The Cerebral Palsy Research Network (CPRN) chairman and founder, Paul Gross, moderated a panel of experts entitled “Big Data: How to Address Custom Needs” this past week at the National Institutes of Health (NIH). The National Institute of Neurological Disorders and Stroke (NINDS), the largest funder of science of the brain and nervous system, held its annual Nonprofit Forum entitled “Progress through Partnership.” The forum gathers leaders from patient advocacy organizations together with the directors of NINDS to increase understanding of the institute and enhance collaboration between NINDS staff and these nonprofits.
“Paul Gross has been an integral part of the success of the NINDS Nonprofit Forum for the past several years” said Nina Schor, MD, PhD, acting Director of NINDS. “This year he took on the leadership role on a panel on Big Data featuring several distinguished speakers.
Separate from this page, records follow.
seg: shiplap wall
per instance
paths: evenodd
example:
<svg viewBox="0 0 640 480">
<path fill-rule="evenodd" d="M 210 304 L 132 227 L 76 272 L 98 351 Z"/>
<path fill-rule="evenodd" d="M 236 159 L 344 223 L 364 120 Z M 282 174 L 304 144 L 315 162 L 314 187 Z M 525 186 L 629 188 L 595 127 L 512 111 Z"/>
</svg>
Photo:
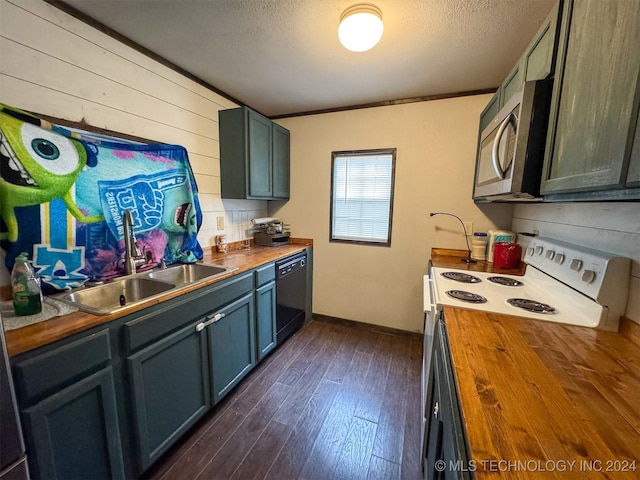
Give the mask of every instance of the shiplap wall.
<svg viewBox="0 0 640 480">
<path fill-rule="evenodd" d="M 511 228 L 631 258 L 626 316 L 640 323 L 640 203 L 517 205 Z"/>
<path fill-rule="evenodd" d="M 221 233 L 246 238 L 249 220 L 267 215 L 266 201 L 220 198 L 218 111 L 237 105 L 40 0 L 0 0 L 0 102 L 183 145 L 199 188 L 203 247 Z M 0 267 L 0 285 L 7 282 Z"/>
</svg>

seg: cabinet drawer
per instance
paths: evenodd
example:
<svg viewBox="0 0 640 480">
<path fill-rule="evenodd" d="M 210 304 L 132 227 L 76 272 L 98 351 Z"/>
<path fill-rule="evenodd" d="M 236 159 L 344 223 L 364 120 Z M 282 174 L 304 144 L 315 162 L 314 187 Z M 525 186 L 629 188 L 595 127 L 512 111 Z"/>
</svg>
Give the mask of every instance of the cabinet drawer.
<svg viewBox="0 0 640 480">
<path fill-rule="evenodd" d="M 255 270 L 256 272 L 256 288 L 269 283 L 276 278 L 276 264 L 270 263 Z"/>
<path fill-rule="evenodd" d="M 252 272 L 164 302 L 159 308 L 154 308 L 135 320 L 125 323 L 126 353 L 132 353 L 187 323 L 204 317 L 251 290 L 253 290 Z"/>
<path fill-rule="evenodd" d="M 102 330 L 13 365 L 20 405 L 34 403 L 98 371 L 111 361 L 109 330 Z"/>
</svg>

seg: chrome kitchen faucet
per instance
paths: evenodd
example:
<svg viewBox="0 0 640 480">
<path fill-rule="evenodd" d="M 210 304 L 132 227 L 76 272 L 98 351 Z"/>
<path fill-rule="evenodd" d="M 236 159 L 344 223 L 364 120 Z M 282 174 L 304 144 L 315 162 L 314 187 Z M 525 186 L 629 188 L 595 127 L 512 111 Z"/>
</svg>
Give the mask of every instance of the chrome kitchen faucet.
<svg viewBox="0 0 640 480">
<path fill-rule="evenodd" d="M 147 251 L 143 256 L 142 252 L 138 248 L 138 242 L 136 241 L 135 233 L 133 231 L 133 217 L 131 216 L 131 210 L 122 211 L 122 223 L 124 225 L 124 273 L 125 275 L 132 275 L 136 273 L 136 267 L 138 265 L 146 265 L 152 260 L 150 251 Z M 121 260 L 122 261 L 122 260 Z"/>
</svg>

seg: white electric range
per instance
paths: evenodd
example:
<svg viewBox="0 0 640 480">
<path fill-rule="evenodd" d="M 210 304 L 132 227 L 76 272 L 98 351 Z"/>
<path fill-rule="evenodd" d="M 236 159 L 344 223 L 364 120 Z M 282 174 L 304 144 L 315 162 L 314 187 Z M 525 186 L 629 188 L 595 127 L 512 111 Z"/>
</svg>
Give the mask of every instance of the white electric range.
<svg viewBox="0 0 640 480">
<path fill-rule="evenodd" d="M 430 309 L 444 306 L 617 330 L 631 260 L 559 240 L 534 238 L 523 276 L 433 267 Z M 428 298 L 425 295 L 425 298 Z M 427 305 L 425 305 L 425 309 Z"/>
<path fill-rule="evenodd" d="M 443 307 L 618 329 L 629 292 L 629 258 L 537 237 L 525 249 L 523 260 L 527 268 L 522 276 L 465 270 L 466 264 L 460 262 L 459 269 L 432 267 L 424 277 L 423 461 L 431 415 L 427 409 L 434 327 Z"/>
</svg>

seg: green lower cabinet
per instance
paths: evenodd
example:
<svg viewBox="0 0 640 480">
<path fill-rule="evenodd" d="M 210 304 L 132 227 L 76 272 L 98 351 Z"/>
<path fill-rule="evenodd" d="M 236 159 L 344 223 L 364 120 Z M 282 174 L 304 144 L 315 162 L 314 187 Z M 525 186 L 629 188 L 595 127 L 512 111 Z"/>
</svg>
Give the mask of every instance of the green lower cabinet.
<svg viewBox="0 0 640 480">
<path fill-rule="evenodd" d="M 142 470 L 210 406 L 206 349 L 194 323 L 127 358 Z"/>
<path fill-rule="evenodd" d="M 223 307 L 205 329 L 213 379 L 213 401 L 218 402 L 256 363 L 253 292 Z"/>
<path fill-rule="evenodd" d="M 258 361 L 276 348 L 276 282 L 256 289 Z"/>
<path fill-rule="evenodd" d="M 32 478 L 124 478 L 111 367 L 22 414 Z"/>
</svg>

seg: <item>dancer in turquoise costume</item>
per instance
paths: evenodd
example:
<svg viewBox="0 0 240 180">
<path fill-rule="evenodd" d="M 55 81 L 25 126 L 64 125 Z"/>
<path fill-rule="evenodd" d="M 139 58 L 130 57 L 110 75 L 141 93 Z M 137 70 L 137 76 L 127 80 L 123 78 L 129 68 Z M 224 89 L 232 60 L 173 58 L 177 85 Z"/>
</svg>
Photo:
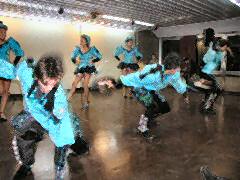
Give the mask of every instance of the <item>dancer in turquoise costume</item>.
<svg viewBox="0 0 240 180">
<path fill-rule="evenodd" d="M 129 36 L 125 39 L 125 46 L 119 46 L 116 48 L 114 57 L 121 61 L 118 65 L 118 68 L 122 70 L 122 75 L 132 73 L 139 69 L 138 61 L 143 58 L 143 55 L 138 50 L 137 47 L 133 46 L 134 38 Z M 121 59 L 120 56 L 123 56 Z M 123 87 L 123 97 L 126 98 L 129 94 L 130 89 Z M 128 93 L 128 94 L 127 94 Z"/>
<path fill-rule="evenodd" d="M 0 86 L 1 88 L 1 107 L 0 122 L 7 121 L 4 114 L 7 104 L 11 80 L 15 78 L 15 66 L 24 55 L 19 43 L 12 37 L 6 39 L 8 27 L 0 21 Z M 10 61 L 10 51 L 15 54 L 13 64 Z"/>
<path fill-rule="evenodd" d="M 177 54 L 169 54 L 164 65 L 146 65 L 142 71 L 120 77 L 125 86 L 133 88 L 134 96 L 146 107 L 145 114 L 141 115 L 138 130 L 145 137 L 149 136 L 149 123 L 159 114 L 170 111 L 166 98 L 161 90 L 171 85 L 188 101 L 187 85 L 180 76 L 180 58 Z"/>
<path fill-rule="evenodd" d="M 80 46 L 76 46 L 72 52 L 71 60 L 76 64 L 77 68 L 74 72 L 75 78 L 72 83 L 72 88 L 69 92 L 68 99 L 70 100 L 76 91 L 78 83 L 84 79 L 84 99 L 83 99 L 83 109 L 88 109 L 89 107 L 89 81 L 92 73 L 96 73 L 96 67 L 94 63 L 102 59 L 101 53 L 95 46 L 90 46 L 91 38 L 88 35 L 83 34 L 80 39 Z"/>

He also led two successful breakout sessions for the more than 50 patient groups who were attending.”
The panel presented examples of the use of big data in a number of conditions including Alzheimer’s, cerebral palsy, Friedrich’s ataxia, hydrocephalus, Parkinson’s disease and ultra-rare diseases. Panelists then gathered with attendees a breakout session to further brainstorm big data applications for attendees’ custom needs. CPRN’s use of data gathered from electronic medical records systems and planned integration with genomic analyses provided attendees with a unique solution for making new discoveries. The breakout session delved into a vigorous discussion of patient registries of which many different approaches were represented in the room. Ultimately, the NINDS Nonprofit Forum delivered on its promise of its title of progress through partnership.
Working with NIH is important for CPRN because it strengthens CPRN’s position for future grants because of our demonstrated innovation with our registry.